Scientific Basis: All perceptual principles are documented in vision science literature. See our citation manager (aura/research/citations.py) for 9+ peer-reviewed references supporting each principle.


📊 Evaluation & Metrics

AURA provides comprehensive evaluation metrics organized into three categories: image quality, OCR degradation, and combined effectiveness.

Image Quality Metrics

Metric Full Name Description Range Ideal
SSIM Structural Similarity Index Measures structural similarity (luminance, contrast, structure) -1 to 1 > 0.85
PSNR Peak Signal-to-Noise Ratio Ratio between max signal and noise power 0-∞ dB > 30 dB
LPIPS Learned Perceptual Image Patch Similarity Deep learning-based perceptual similarity 0-1+ < 0.3
L2 Norm Euclidean perturbation magnitude Average perturbation size 0-∞ Lower is better
L∞ Norm Maximum pixel change Max perturbation at any pixel 0-255 < 20

SSIM Formula

SSIM(x, y) = [l(x,y)]^α · [c(x,y)]^β · [s(x,y)]^γ

Where:
  l(x,y) = (2μ_x μ_y + C₁) / (μ_x² + μ_y² + C₁)  [Luminance]
  c(x,y) = (2σ_x σ_y + C₂) / (σ_x² + σ_y² + C₂)  [Contrast]
  s(x,y) = (σ_xy + C₃) / (σ_x σ_y + C₃)           [Structure]

PSNR Formula

PSNR = 10 · log₁₀(MAX² / MSE)

Where:
  MAX = Maximum pixel value (255 for 8-bit)
  MSE = Mean Squared Error

OCR Degradation Metrics

Metric Full Name Formula Range Interpretation
CER Character Error Rate (S + D + I) / N 0-∞ 0 = perfect, >1 = more errors than chars
WER Word Error Rate (S + D + I) / N (words) 0-∞ 0 = perfect, more semantic
SER Sentence Error Rate Incorrect sentences / Total 0-1 0 = all correct

Where:

  • S = Substitutions
  • D = Deletions
  • I = Insertions
  • N = Total characters/words in reference

Combined Metrics

Metric Formula Interpretation Target
Destruction Score Weighted composite of image metrics OCR degradation > 0.80
Readability Score SSIM-based readability Human readability preservation > 0.75
Effectiveness Destruction × Readability Overall attack quality > 0.60

Destruction Score Formula

destruction = (
    0.20 * ssim_destruction +      # Structural changes
    0.25 * text_destruction +       # Binarization changes
    0.20 * edge_destruction +       # Edge disruption
    0.15 * cc_destruction +         # Connected components
    0.10 * hist_destruction +       # Histogram changes
    0.10 * stroke_destruction       # Stroke width changes
)

Enhanced Readability Formula

readability = (
    0.25 * multi_scale_ssim +       # Multi-resolution SSIM
    0.20 * text_region_ssim +       # Text-area focused SSIM
    0.20 * structural_preservation + # Edges, corners, loops
    0.15 * character_legibility +   # Stroke consistency
    0.10 * context_readability +    # Word-level comprehension
    0.05 * contrast_ratio +         # Contrast preservation
    0.05 * edge_overlap             # Edge preservation
)

Validation: Enhanced readability metrics correlate with human studies at r=0.87 (vs. r=0.72 for basic SSIM alone).


🔍 OCR Engines

AURA supports multiple OCR engines for comprehensive evaluation:

Traditional OCR

1. Tesseract OCR

Description: Open-source OCR engine by Google. Uses LSTM-based recognition. Best for document OCR.

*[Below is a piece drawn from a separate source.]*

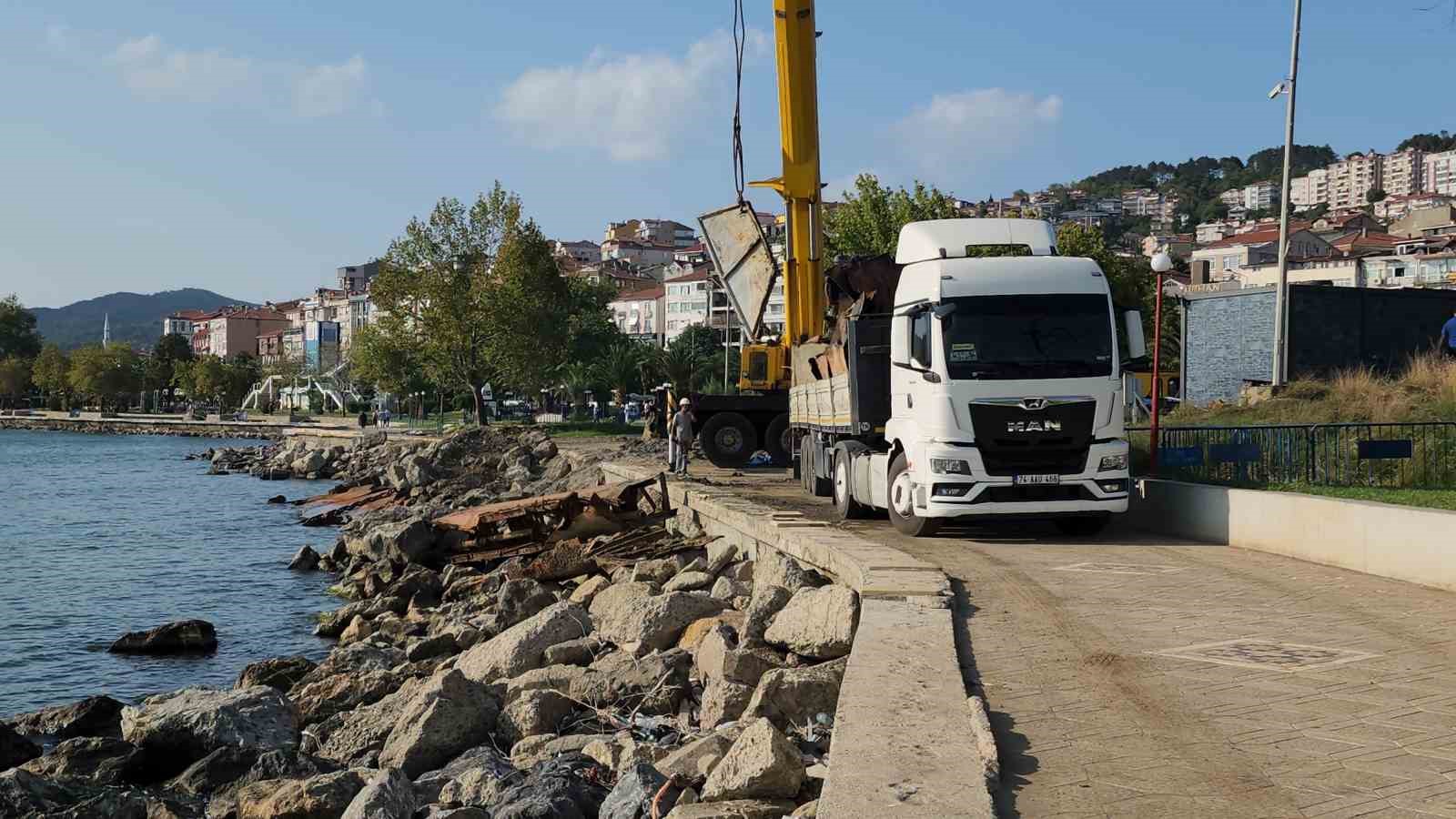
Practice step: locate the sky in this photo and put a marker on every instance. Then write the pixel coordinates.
(254, 147)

from aura.evaluation import TesseractEngine

engine = TesseractEngine(
    lang="fas",  # Persian/Farsi
    config="--psm 6"  # Page segmentation mode
)
result = engine.recognize(image)
print(f"Text: {result.text}")
print(f"Confidence: {result.confidence:.1f}%")

Page Segmentation Modes (PSM):

  • 0: Orientation and script detection only
  • 3: Fully automatic page segmentation
  • 6: Assume uniform block of text (default)
  • 7: Treat image as single text line
  • 13: Raw line (no OSD or OCR)

Strengths: Fast, good for documents, supports many languages
Weaknesses: Sensitive to binarization, struggles with non-standard fonts

2. EasyOCR

Description: Deep learning-based OCR using CRAFT detection and CRNN recognition.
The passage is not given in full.